Seventeen female student athletes participated in this quasi-experimental study and were divided into HR-based (n = 9, mean ± SD; age: 16.7 ± 0.3 years, weight: 59.8± 2.6 kg, height: 162.4 ± 2.7 cm) and speed-based (n = 8, age: 16.9 ± 0.3 years, weight: 58.7 ± 3.2 kg, height: 164.3 ± 3.3 cm) HIT groups. Before the study, pre levels of resting HRV were used to allocate the participants in 2 homogenous experimental groups. First explanations about the experimental risks of the study were given and later informed consent was obtained from all the participants and their parents. Furthermore, local research ethics committee approved the protocol and the study conformed to the Declaration of Helsinki.17

Testing and Training

The speed-based group performed 30-15IFT12 before HIT intervention. 30-15IFT is an incremental high-intensity intermittent running performance field test. The final speed derived from this test (i.e., VIFT) is a reference to individualize speed-based HITs.18 30-15IFT was performed at the same time of day (10 am) with similar temperature ranging between 26ºC to 28ºC. The intensity in both groups was individualized to train the subjects in their red zone (i.e., >90% HRmax). Age predicted HRmax was used for the HR-based group as the reference value.19 Participants in the HR-based group had to check the Polar BeatTM application installed on their smart-phone regularly during HIT sessions while using a HR Bluetooth sensor (Polar H7, Finland) to assure exercising in the prescribed zone. The individualized running pace using VIFT has been calculated for each subject in the speed-based group. All VIFT-based subjects were guided to set their running pace according to an audio signal. While it was not mandatory for the HR-based group to set their running speed according to auditory signal, the running speed for the VIFT-based group was adjusted according to maximal test speed explained in detail previously.13 The experimental period lasted for 5 weeks with 2 weekly HIT sessions. The training protocol during the entire experimental period is shown in Table 1.

Table 1 . Training Program
Week Protocol HR-Based Intensity VIFT-Based Intensity
1 3 sets (6 reps of 15"-15" HIT) 85-90% HR max 90% VIFT
2 3 sets (6 reps of 15"-15" HIT) 85-90% HR max 90% VIFT
3 3 sets (8 reps of 15"-15" HIT) 90-95% HR max 95% VIFT
4 3 sets (8 reps of 15"-15" HIT) 90-95% HR max 95% VIFT
5 4 sets (6 reps of 15"-15" HIT) 90-95% HR max 95% VIFT

Note: In all HIT (high-intensity interval training) sessions, work periods were interspersed with 3 min of passive recovery.

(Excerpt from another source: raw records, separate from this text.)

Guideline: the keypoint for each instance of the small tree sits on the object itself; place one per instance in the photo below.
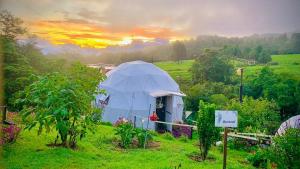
(207, 131)
(285, 150)
(62, 102)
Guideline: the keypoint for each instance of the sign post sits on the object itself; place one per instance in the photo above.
(224, 118)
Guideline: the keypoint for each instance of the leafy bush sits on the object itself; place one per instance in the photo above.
(126, 132)
(273, 63)
(10, 133)
(258, 115)
(179, 131)
(63, 102)
(184, 138)
(259, 159)
(241, 144)
(207, 131)
(142, 136)
(285, 150)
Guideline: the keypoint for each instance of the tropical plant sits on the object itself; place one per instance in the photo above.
(126, 133)
(62, 102)
(9, 133)
(285, 150)
(258, 115)
(207, 131)
(143, 136)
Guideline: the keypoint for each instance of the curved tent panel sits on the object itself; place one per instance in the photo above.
(134, 86)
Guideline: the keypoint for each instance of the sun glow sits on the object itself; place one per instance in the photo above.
(93, 36)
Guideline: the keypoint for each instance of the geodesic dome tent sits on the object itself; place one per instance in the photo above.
(133, 90)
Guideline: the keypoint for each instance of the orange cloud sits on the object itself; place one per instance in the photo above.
(85, 34)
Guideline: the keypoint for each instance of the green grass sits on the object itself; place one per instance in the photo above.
(97, 151)
(288, 65)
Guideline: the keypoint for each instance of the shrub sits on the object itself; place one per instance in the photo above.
(184, 138)
(63, 102)
(126, 132)
(273, 63)
(259, 159)
(142, 136)
(207, 131)
(258, 115)
(179, 131)
(285, 150)
(10, 133)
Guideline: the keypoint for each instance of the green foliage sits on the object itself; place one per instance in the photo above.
(184, 138)
(209, 92)
(259, 159)
(126, 132)
(179, 51)
(168, 136)
(97, 150)
(284, 91)
(142, 136)
(285, 150)
(258, 115)
(62, 102)
(212, 66)
(219, 99)
(207, 131)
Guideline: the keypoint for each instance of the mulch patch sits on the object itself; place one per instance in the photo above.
(197, 157)
(60, 145)
(134, 145)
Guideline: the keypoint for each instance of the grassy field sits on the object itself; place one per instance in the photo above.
(287, 65)
(179, 71)
(97, 151)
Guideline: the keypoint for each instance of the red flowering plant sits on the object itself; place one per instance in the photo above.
(10, 133)
(153, 117)
(120, 121)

Heart Rate Variability Recording

Home based resting ultra-short-term HRV recording was asked from all subjects in both groups.16 The subjects were asked to collect HRV using HRV application installed on their smart phones using HR Bluetooth sensor (H7, Polar, Finland) around fastened their trunk near to xiphoid area as well according to the previous investigations guidelines.16 The subjects were guided to record their HRV in the morning before eating and in the supine position. The R-R intervals derived from Elite HRVTM smart phone application were exported to be analyzed later by Kubios HRV software to calculate Ln rMSSD.20 Weekly averages of Ln rMSSD for the first and last week of training intervention were used as pre and post values for statistical analyses.

Statistical Analyses

Data in the figures are shown as means with 90% of CI in the case. All data were first log-transformed to reduce bias arising from non-uniformity error. Within-group changes and between-groups differences in changes of Ln rMSSD were analyzed. The percentage changes and standardized differences or effect size (ES) with 90% confidence limits (CL) were used to express the results.21 The Hopkins scale was used for standardized change/difference interpretation: < 0.2: Trivial; 0.2 – 0.6: Small; 0.6 – 1.2: Moderate; > 1.2: Large. Magnitude-based inference approach was used to analyze the chance that the true changes were clear or trivial.22 Probabilities were also calculated to establish whether the true changes/differences were lower than, similar to, or higher than the smallest worthwhile changes/differences (SWC, 0.2 × between-subjects SD).21


Weekly average of Ln rMSSD values are shown in Table 2. Within-group analyses showed that subjects in the HR-based and VIFT-based groups had the most likely large improvements in Ln rMSSD of +7.9%, 90% CL (5.9; 10.0); standardized change: +1.75 (1.32; 2.19) and +5.5%, (2.8; 8.3); +1.41 (0.72; 2.09), respectively (Figure1A). In between group analyses, HR-based HIT produced likely a small greater improvement in Ln rMSSD than speed-based HIT (+1.9%, 90% CL [-5.0; 4.4%]; standardized difference: +0.50 [-0.14; 1.14], chances for greater/similar/lower values of 79/17/4) (Figue 1B).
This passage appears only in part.